What is linseed?

Linseed (also known as flax seed ) is a member of the genus Linum in the family Linaceae. It is a food and fibre crop that is grown in cooler regions of the world. Grown since the beginning of civilization, flax seeds are one of the oldest crops.

Flax fibres are taken from the stem of the plant and are two to three times as strong as those of cotton. Flax fibers are used to make linen. Linseed or Flax was extensively cultivated in ancient Ethiopia and ancient Egypt.

Flax is grown for its use as an edible oil, as a nutritional supplement, and as an ingredient in many wood finishing products.
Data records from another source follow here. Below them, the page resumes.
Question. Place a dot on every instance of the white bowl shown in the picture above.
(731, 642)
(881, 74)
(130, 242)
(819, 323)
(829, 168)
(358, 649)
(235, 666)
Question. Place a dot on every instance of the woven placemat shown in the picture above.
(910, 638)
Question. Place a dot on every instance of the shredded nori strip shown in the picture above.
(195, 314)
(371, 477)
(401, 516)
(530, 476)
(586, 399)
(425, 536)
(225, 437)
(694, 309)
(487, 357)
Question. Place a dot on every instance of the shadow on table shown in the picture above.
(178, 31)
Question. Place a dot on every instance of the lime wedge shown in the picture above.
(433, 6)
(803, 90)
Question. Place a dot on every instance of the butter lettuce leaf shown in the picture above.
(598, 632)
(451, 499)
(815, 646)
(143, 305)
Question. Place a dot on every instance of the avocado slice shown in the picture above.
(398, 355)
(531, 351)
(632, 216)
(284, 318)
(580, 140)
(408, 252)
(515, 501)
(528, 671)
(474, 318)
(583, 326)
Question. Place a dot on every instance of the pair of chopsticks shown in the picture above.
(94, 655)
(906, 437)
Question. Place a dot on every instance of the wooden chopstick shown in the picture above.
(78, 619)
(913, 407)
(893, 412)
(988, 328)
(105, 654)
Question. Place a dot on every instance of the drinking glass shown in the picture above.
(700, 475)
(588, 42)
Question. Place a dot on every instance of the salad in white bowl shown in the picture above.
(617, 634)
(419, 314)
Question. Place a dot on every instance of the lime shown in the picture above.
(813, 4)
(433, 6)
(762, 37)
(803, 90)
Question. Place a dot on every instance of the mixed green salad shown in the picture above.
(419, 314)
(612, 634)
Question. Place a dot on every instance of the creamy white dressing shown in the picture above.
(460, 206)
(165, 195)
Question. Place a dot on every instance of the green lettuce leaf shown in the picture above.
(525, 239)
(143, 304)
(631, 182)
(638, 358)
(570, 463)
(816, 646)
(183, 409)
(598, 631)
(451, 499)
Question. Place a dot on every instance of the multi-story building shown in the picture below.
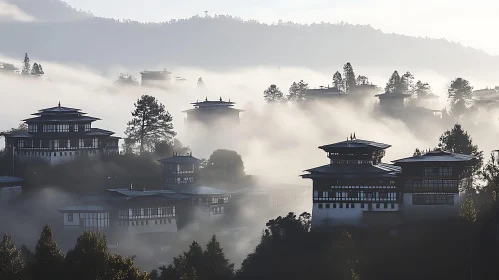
(357, 189)
(60, 134)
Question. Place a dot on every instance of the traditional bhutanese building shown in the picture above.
(212, 112)
(60, 134)
(431, 184)
(355, 188)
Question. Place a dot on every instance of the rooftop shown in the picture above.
(356, 143)
(437, 156)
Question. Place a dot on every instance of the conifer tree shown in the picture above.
(48, 261)
(349, 76)
(273, 94)
(11, 262)
(26, 65)
(215, 264)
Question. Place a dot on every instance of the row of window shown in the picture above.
(59, 127)
(54, 154)
(352, 205)
(144, 223)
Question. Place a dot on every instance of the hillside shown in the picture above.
(225, 42)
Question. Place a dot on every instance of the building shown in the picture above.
(431, 184)
(155, 78)
(357, 189)
(210, 113)
(10, 188)
(60, 134)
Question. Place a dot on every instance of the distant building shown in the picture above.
(60, 134)
(357, 189)
(212, 112)
(155, 78)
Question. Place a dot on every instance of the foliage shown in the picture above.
(273, 94)
(89, 259)
(26, 65)
(37, 70)
(338, 81)
(125, 79)
(298, 91)
(11, 261)
(223, 167)
(460, 95)
(422, 90)
(349, 76)
(151, 124)
(48, 259)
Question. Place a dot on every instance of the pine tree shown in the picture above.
(216, 265)
(460, 96)
(338, 81)
(273, 94)
(151, 124)
(48, 258)
(26, 65)
(11, 262)
(394, 84)
(349, 76)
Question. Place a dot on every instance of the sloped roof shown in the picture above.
(356, 143)
(437, 156)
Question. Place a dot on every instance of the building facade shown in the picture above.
(60, 134)
(357, 189)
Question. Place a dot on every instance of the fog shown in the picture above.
(277, 142)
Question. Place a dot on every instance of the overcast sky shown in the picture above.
(472, 23)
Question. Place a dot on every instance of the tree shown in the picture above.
(200, 82)
(394, 83)
(460, 95)
(125, 79)
(298, 91)
(407, 83)
(89, 259)
(457, 140)
(349, 76)
(11, 261)
(26, 65)
(216, 266)
(151, 123)
(48, 261)
(223, 166)
(37, 70)
(422, 90)
(338, 81)
(273, 94)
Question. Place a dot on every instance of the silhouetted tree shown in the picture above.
(26, 65)
(298, 91)
(349, 76)
(48, 262)
(422, 90)
(216, 266)
(338, 81)
(151, 123)
(273, 94)
(11, 262)
(460, 95)
(394, 84)
(125, 79)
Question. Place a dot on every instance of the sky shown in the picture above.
(470, 23)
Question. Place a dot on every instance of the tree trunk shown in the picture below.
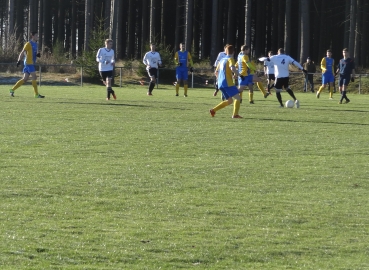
(32, 16)
(47, 21)
(189, 24)
(10, 29)
(152, 20)
(287, 27)
(248, 22)
(131, 29)
(231, 29)
(214, 32)
(178, 36)
(40, 23)
(61, 24)
(145, 25)
(352, 27)
(107, 14)
(305, 30)
(88, 23)
(358, 34)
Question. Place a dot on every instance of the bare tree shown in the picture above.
(287, 27)
(88, 23)
(353, 15)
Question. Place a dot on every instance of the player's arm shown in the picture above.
(176, 59)
(323, 65)
(189, 59)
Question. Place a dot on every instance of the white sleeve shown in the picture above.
(98, 58)
(145, 60)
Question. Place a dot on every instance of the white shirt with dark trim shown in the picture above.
(281, 65)
(152, 59)
(106, 59)
(221, 55)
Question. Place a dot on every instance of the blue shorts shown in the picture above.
(29, 69)
(246, 80)
(327, 78)
(229, 92)
(344, 80)
(182, 74)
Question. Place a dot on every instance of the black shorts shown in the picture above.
(106, 74)
(153, 72)
(344, 80)
(282, 82)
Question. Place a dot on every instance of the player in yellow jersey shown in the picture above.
(29, 53)
(327, 65)
(183, 60)
(225, 72)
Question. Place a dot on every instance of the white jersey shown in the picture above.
(281, 64)
(152, 59)
(269, 67)
(221, 55)
(105, 58)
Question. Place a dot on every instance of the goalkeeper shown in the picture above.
(183, 60)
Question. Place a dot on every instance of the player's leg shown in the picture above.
(153, 75)
(260, 85)
(185, 81)
(109, 80)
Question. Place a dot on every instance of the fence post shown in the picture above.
(120, 71)
(39, 79)
(157, 80)
(81, 76)
(192, 79)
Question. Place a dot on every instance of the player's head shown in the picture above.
(245, 49)
(345, 52)
(34, 35)
(229, 50)
(182, 46)
(109, 43)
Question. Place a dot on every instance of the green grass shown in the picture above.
(156, 183)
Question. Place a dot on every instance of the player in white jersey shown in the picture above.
(220, 56)
(269, 72)
(281, 70)
(105, 57)
(152, 60)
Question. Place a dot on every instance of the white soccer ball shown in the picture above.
(289, 104)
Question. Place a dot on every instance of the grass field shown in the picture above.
(156, 183)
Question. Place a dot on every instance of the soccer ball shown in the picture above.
(289, 104)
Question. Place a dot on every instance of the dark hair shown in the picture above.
(230, 49)
(244, 47)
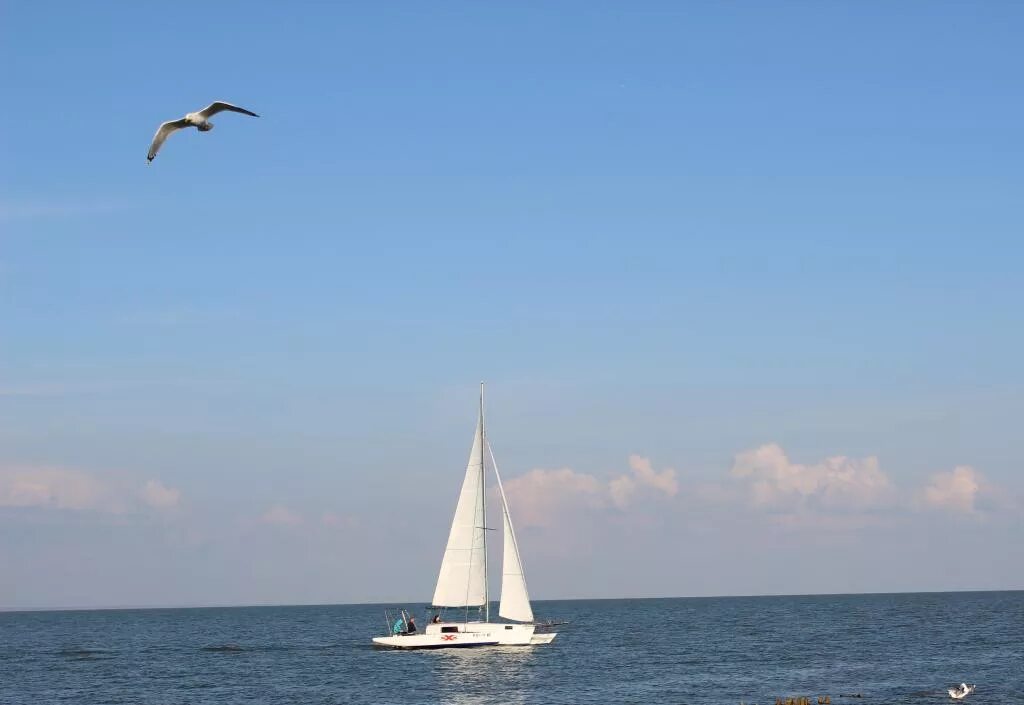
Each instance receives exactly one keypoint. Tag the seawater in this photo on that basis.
(885, 648)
Flax seeds come in two basic varieties: (1) brown; and (2) yellow or golden. Most types have similar nutritional characteristics and equal numbers of short-chain omega-3 Fatty Acids. Although brown flax can be consumed as readily as yellow, and has been for thousands of years, it is better known as an ingredient in paints, fiber and cattle feed. Flax seeds produce a vegetable oil known as flaxseed or linseed oil, which is one of the oldest commercial oils, and solvent-processed flax seed oil has been used for centuries as a drying oil in painting and varnishing.

Health Benefit Of Linseed

High in Omega-3 fats

If you are a vegetarian or don’t eat fish, flax seeds can be your best source of omega-3 fats. They are a rich source of alpha-linolenic acid (ALA), a mostly plant-based omega-3 fatty acid. Plant-based ALA fatty acids are proven to have heart health benefits and are linked to a lower risk of stroke.

Linseeds are rich source of lignans which may reduce the risk of cancer. Lignans are plant compounds that have antioxidant and estrogen properties, both of which can help lower the risk of cancer and improve health. Interestingly, flax seeds contain up to 800 times more lignans than other plant foods.

Just one tablespoon of flax seeds contains 3 grams of fiber, which is 8–12% of the daily recommended intake for men and women, respectively. What’s more, flax seeds contain two types of dietary fiber — soluble (20–40%) and insoluble (60–80%).This fiber duo gets fermented by the bacteria in the large bowel, bulks up stools and results in more regular bowel movements which can improve your digestive health.

Another health benefit of flax seeds is their ability to lower cholesterol levels. The high fiber content of flax seeds can help lower cholesterol and may play an important role in improving heart health.

Flax Seeds May Lower Blood Pressure

Flax seeds have been proven to lower blood pressure and are especially helpful for those with high blood pressure.

Flax seeds are a good source of plant-based protein and can be an alternative protein source for people who do not eat meat.

Flax seeds may lower blood sugar due to their insoluble fiber content. They can be a beneficial addition to the diet of people with diabetes.